Winner of the Shingo Prize for Research and Professional Publication, 2009  How can companies perform so well that their industry counterparts are competitors in name only? Although they operate in the same industry, serve the same market, and even use the same suppliers, these “rabbits” lead the race and, more importantly, continually widen their lead. 
In Chasing the Rabbit, Steven J.
Spear describes what sets high-velocity, market-leading organizations apart and explains how you can lead the pack in your industry.
Spear examines the internal operations of dominant organizations, including Toyota, Alcoa, Pratt & Whitney, the US Navy's Nuclear Power Program, and top-tier teaching hospitals--organizations operating in vastly differing industries, but which share one thing in common: the skillful management of complex internal systems that generates constant, almost automatic self-improvement at rates faster, durations longer, and breadths wider than anyone else musters.

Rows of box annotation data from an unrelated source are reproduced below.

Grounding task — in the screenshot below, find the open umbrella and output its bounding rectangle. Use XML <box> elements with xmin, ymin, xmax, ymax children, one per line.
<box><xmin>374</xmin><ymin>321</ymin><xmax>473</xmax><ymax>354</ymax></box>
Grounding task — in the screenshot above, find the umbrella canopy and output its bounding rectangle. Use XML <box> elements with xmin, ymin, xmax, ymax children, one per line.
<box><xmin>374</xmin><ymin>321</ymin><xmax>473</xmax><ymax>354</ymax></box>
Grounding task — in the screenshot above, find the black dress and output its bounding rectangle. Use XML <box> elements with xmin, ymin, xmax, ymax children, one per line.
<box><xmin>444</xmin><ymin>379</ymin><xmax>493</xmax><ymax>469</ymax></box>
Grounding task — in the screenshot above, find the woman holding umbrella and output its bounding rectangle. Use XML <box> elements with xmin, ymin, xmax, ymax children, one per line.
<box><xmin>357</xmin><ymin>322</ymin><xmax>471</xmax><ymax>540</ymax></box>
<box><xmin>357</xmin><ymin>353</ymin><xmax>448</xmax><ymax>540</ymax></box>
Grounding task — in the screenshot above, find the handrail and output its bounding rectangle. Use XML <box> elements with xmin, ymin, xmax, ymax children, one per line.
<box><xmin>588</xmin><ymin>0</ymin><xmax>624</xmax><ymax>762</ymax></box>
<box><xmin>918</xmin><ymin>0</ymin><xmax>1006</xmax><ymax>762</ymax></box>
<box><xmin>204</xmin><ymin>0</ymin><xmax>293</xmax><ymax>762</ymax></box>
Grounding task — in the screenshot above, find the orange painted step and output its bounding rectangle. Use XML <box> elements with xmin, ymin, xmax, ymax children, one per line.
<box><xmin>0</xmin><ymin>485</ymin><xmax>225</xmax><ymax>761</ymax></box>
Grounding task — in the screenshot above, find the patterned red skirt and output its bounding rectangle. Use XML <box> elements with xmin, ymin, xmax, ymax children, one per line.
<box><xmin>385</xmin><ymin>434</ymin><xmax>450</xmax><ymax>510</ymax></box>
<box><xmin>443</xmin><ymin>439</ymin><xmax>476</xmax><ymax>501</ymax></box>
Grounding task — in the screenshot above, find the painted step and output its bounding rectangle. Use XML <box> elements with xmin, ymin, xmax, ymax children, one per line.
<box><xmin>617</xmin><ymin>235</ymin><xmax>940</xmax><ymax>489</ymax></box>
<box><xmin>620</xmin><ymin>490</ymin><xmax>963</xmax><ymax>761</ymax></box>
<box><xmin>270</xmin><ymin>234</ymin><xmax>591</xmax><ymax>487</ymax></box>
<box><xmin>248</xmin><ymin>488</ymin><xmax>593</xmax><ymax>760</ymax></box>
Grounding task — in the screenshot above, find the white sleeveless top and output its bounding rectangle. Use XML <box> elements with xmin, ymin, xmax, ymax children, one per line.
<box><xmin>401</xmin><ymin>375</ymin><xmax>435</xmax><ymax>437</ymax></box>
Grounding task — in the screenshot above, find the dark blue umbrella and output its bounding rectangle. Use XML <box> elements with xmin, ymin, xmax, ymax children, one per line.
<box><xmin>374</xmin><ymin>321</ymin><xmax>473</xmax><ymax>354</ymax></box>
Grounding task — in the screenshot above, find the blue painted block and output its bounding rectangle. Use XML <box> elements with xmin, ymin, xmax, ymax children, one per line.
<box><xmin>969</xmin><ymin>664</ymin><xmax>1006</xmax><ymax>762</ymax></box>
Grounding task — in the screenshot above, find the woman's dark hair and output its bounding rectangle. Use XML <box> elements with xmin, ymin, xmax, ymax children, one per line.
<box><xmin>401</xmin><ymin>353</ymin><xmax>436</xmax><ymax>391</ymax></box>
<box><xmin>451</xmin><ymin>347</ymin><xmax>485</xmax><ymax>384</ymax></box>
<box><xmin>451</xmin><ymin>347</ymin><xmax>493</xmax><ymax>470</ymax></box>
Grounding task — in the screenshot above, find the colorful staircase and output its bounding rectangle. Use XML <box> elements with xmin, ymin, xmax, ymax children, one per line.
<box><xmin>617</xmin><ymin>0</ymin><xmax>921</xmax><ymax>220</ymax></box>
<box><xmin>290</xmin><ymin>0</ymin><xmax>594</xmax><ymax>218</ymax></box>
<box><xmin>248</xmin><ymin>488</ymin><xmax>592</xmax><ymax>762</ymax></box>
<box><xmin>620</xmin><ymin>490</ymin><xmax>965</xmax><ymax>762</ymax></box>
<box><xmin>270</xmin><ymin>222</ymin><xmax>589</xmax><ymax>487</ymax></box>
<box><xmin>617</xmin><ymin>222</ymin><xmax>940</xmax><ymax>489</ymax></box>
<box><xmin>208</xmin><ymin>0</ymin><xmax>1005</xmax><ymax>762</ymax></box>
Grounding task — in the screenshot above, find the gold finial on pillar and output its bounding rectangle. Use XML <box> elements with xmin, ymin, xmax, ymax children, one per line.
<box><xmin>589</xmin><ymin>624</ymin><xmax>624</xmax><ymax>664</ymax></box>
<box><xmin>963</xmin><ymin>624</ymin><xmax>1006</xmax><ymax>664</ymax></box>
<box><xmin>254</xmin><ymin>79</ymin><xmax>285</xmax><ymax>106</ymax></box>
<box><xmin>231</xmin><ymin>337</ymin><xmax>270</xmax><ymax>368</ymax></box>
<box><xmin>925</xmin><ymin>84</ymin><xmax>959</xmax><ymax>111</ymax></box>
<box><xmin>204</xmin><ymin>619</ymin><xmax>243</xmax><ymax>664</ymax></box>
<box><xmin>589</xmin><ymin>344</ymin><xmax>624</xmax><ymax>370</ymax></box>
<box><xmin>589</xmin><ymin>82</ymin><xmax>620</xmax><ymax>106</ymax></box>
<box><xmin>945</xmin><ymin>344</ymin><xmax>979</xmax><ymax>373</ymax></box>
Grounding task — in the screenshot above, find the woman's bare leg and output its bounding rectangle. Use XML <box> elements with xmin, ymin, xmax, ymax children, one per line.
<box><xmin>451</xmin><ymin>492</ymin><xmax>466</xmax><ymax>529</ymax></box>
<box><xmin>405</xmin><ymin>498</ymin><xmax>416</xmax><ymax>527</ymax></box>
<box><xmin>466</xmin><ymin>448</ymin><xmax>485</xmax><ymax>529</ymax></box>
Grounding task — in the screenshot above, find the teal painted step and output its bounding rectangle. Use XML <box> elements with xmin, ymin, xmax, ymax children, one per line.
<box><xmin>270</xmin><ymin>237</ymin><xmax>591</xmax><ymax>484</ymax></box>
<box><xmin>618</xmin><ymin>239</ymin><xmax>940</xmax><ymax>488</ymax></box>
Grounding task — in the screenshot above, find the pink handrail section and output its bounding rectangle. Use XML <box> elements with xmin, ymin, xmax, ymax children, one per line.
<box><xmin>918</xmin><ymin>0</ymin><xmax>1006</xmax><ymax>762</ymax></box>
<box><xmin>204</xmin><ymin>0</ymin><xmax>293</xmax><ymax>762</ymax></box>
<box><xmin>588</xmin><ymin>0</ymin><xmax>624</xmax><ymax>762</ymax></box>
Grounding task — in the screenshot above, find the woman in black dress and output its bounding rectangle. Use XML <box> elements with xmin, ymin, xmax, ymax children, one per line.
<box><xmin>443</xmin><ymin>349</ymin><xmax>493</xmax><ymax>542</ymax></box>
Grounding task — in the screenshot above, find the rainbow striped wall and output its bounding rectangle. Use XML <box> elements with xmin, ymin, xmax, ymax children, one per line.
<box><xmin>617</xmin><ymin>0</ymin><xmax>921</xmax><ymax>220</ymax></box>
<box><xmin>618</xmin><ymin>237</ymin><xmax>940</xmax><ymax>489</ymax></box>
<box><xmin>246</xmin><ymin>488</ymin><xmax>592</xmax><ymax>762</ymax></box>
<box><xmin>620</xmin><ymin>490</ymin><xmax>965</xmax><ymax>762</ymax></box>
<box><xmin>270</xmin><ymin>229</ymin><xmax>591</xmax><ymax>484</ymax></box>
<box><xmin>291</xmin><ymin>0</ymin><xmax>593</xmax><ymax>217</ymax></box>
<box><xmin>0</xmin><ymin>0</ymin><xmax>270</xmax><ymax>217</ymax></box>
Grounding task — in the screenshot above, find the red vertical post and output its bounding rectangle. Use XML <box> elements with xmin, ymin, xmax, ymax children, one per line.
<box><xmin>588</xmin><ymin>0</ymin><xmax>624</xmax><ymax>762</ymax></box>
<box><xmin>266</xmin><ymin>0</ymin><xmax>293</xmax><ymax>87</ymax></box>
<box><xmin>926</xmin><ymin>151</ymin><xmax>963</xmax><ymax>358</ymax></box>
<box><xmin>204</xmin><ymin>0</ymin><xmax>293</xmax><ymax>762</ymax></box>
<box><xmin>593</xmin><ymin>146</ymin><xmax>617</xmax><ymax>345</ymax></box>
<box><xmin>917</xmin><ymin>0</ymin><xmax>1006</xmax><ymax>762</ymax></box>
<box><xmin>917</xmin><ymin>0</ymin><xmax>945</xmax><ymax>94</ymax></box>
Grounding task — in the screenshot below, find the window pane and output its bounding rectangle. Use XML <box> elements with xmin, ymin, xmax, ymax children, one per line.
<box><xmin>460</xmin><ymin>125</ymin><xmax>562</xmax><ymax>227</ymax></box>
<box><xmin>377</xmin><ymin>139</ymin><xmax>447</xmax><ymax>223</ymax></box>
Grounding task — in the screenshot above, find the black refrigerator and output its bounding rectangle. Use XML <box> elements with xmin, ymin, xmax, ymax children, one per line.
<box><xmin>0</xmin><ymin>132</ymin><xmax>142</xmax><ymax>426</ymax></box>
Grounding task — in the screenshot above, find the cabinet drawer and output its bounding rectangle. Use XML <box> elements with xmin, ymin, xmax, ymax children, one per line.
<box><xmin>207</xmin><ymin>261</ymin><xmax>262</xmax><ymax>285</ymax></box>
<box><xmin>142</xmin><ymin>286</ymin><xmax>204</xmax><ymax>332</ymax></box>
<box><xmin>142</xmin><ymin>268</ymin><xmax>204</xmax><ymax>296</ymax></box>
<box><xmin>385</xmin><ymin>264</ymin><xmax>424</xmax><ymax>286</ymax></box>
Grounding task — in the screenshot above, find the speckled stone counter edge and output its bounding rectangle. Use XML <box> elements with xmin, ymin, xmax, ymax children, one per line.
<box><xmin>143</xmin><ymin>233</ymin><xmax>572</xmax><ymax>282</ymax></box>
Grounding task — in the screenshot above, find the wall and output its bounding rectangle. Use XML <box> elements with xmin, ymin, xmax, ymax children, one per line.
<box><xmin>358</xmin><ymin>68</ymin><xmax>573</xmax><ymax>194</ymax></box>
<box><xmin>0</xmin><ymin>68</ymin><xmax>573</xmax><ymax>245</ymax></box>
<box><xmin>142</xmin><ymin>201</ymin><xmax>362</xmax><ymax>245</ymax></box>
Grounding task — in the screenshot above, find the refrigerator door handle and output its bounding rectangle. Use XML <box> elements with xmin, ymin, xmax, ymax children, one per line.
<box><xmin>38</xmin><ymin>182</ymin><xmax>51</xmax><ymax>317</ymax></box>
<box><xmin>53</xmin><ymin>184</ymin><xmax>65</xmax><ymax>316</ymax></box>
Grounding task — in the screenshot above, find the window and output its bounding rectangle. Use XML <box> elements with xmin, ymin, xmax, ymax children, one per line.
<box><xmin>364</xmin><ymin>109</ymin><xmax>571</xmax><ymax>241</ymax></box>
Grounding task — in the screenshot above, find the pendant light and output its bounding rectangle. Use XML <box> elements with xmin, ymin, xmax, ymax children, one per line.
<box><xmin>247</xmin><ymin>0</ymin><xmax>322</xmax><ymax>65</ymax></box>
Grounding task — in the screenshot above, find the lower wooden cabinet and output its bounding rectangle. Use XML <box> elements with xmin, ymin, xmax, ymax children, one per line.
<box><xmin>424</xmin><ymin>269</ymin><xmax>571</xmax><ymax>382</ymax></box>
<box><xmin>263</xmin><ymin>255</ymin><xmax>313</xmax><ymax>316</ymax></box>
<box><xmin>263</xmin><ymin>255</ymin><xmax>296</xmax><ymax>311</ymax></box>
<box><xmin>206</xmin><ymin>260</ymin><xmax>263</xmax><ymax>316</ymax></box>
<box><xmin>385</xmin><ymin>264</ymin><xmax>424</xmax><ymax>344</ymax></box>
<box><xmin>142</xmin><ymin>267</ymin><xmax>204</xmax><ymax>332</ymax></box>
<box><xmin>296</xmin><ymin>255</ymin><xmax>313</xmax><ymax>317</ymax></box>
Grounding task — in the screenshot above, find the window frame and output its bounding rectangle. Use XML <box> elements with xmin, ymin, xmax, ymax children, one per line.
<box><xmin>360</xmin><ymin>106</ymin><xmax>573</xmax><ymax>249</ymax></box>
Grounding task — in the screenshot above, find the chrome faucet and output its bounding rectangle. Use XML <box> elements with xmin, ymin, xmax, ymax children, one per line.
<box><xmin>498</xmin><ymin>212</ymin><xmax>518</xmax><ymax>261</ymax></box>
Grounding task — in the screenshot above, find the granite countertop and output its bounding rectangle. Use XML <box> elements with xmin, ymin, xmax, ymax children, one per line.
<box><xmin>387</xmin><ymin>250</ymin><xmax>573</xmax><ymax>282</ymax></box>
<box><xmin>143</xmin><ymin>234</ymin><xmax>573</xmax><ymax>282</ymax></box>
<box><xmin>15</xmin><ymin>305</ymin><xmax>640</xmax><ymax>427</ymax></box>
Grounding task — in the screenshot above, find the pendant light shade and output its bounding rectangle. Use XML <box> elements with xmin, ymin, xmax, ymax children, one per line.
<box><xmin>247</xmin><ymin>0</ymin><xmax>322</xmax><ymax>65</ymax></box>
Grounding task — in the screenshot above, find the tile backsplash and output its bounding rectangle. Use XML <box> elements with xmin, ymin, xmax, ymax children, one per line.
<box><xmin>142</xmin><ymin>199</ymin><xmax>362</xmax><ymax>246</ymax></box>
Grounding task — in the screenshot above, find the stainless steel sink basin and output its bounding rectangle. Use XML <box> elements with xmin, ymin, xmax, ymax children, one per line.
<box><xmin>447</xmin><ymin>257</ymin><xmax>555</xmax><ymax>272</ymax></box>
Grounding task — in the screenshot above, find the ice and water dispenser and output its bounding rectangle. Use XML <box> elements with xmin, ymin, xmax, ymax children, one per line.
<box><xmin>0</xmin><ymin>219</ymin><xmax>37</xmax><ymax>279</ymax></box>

As a result, each enjoys a level of profitability, quality, efficiency, reliability, and agility unmatched by rivals.
Chasing the Rabbit shows how to: Build a system of “dynamic discovery” designed to reveal operational problems and weaknesses Attack and solve problems at the time and in the place where they occur, converting weaknesses into strengths Disseminate knowledge gained from solving local problems throughout the company as a whole Create managers invested in the process of continual innovation Whatever kind of company you operate--from technology to finance to healthcare--mastery of these four key capabilities will put you on the fast track to operational excellence, where you will generate faster, better results using less capital and fewer resources.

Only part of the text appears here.